Calculating with averages, point estimates and expected values runs afoul of the Flaw of Averages. The answers we get aren’t just wrong; in the case of project estimates, they’re hopelessly optimistic. This bears getting hammered on. The math, the formulas, the computation is fundamentally, intrinsically, wrong, on several fronts.
And the errors are one-sided; they underestimate cost and time.
There’s a long dog-eared list of things that contribute to project failure. Most of them have to do with human factors or natural disasters like hundred-year storms – hard problems to deal with. Here, on the other hand, is an easy problem to deal with – just fix the math.
Errors Don’t Average Out
One problem is the myth that errors in project estimates “average out.” They don’t.
At the highest level, being early on one project and late on another doesn’t balance the books. There’s rarely more than a minor benefit to being early – not enough to balance the cost of being late.
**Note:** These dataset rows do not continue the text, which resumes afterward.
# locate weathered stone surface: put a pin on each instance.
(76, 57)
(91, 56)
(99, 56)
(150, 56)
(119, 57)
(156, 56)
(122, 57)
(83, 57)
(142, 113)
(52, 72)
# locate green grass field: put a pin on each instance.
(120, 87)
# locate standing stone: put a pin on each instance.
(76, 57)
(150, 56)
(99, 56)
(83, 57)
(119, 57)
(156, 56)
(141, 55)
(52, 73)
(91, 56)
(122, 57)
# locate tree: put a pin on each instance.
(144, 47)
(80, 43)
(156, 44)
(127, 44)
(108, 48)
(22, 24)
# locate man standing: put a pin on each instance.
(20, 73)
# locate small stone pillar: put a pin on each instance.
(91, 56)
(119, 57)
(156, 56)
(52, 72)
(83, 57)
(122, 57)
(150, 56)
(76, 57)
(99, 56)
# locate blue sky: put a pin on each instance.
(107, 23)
Also, the range of outcomes is between a little early and a lot late.
Within a project, one factor that stands out is that there’s a lower limit to a task’s duration, but no upper limit. This is an unavoidable bias.
There’s another bias related to Parkinson’s Law. If the estimated task duration is over-estimated, the developers will cruise to an easy on-time finish; if it’s under-estimated, they’ll be late. On average, they’ll be late.
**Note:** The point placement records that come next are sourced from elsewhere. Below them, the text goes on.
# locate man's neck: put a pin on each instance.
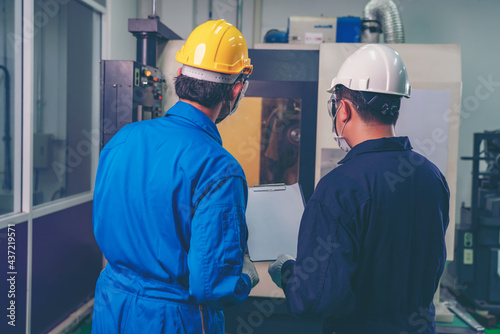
(211, 113)
(372, 132)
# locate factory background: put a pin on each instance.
(53, 64)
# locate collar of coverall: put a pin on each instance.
(378, 145)
(190, 114)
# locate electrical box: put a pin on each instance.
(312, 30)
(130, 92)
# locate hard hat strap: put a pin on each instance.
(384, 104)
(201, 74)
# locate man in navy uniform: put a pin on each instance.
(382, 213)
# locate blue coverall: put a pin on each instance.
(371, 246)
(169, 216)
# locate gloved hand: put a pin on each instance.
(274, 269)
(249, 269)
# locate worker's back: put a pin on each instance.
(389, 212)
(169, 208)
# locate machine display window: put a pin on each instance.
(264, 136)
(63, 143)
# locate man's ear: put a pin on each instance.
(237, 89)
(344, 111)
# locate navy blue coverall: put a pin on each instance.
(371, 246)
(169, 216)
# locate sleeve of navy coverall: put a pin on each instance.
(218, 241)
(318, 283)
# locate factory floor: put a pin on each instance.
(84, 328)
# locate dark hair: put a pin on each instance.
(206, 93)
(372, 107)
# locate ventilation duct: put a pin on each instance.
(386, 13)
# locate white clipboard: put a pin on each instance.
(273, 218)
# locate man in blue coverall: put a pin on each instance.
(169, 203)
(382, 213)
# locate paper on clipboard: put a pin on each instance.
(273, 218)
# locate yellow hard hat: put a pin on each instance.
(215, 46)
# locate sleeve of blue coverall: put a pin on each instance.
(318, 283)
(218, 241)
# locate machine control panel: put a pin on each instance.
(130, 92)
The Expected Finish Isn’t Expected
Then there’s the use of expected values for estimating.
The probability of finishing on or before the expected finish for a task is close to 50:50 – a coin flip. That’s what “expected” means: the weighted average of all the values the variable can take on, usually close to the median. If the expected durations were carefully estimated and they’re reasonably reliable, half the activities will finish later than expected. A bit of irony there.
If, as predicted, half the activities are later than expected, the project will be later than expected unless it’s restructured – usually blowing the budget or sacrificing quality.
I’m used to getting some push-back here. My response is that, if you wield such magic that all or the majority of your activities complete on or before their expected finish, or that's what you plan on, you’re sandbagging the meaning of ‘expected’ and pushing it up into the high percentiles.
This is easier to do right, as a transparent, informed and auditable decision, with Probability Management. To avoid confusion we should stick with the standard definition of ‘expected’.
The Concurrency Tax
The error that’s most relevant to projects is what happens when a set of work flows converge on a milestone. The CPM expected milestone date is the latest of the expected finish dates.
On the other hand, the probability that all the work flows will finish before a particular date shrinks exponentially with the number of concurrent work flows. It’s the product of the individual probabilities. To compensate for the reduced probability, to bring the probability back up to what we mean by ‘expected’, the expected milestone date must be later than the latest expected finish. This is true whether by 'expected' you mean 50% or 95%.
Twisting the knife, there’s no valid way to calculate the milestone date given only the expected finishes.
Models with Probability Management
Probability Management is a set of tools and techniques for avoiding the Flaw of Averages and all these problems.
Although it can have a big impact on the quality of the plan and the success of the project, Probability Management has a very narrow role in the plan’s development.
All we’re doing is calculating with distributions instead of the single numbers we would otherwise use. We’re fixing the bad math that plagues conventional estimates.
All of the factors analysis and negotiating that would normally go into producing an expected time or cost for a particular activity still needs to be done. The reliability of a subcontractor, developer productivity, hostile inspectors, scope creep, and everything else that can affect time and cost still need to be factored into the estimate. But, instead of fixating on a single number or three-point spread, we compose a sample distribution that quantifies the uncertainty in the value we’re estimating.
And we use these distributions for calculation and rolling up time and cost. The arithmetic is the same as that we would use in the conventional model, but repeated for hundreds or thousands of different input combinations. That’s the part that cures the Flaw of Averages.
In other words, we’re not changing the way we plan, just the way we compute, and the way we interpret the results.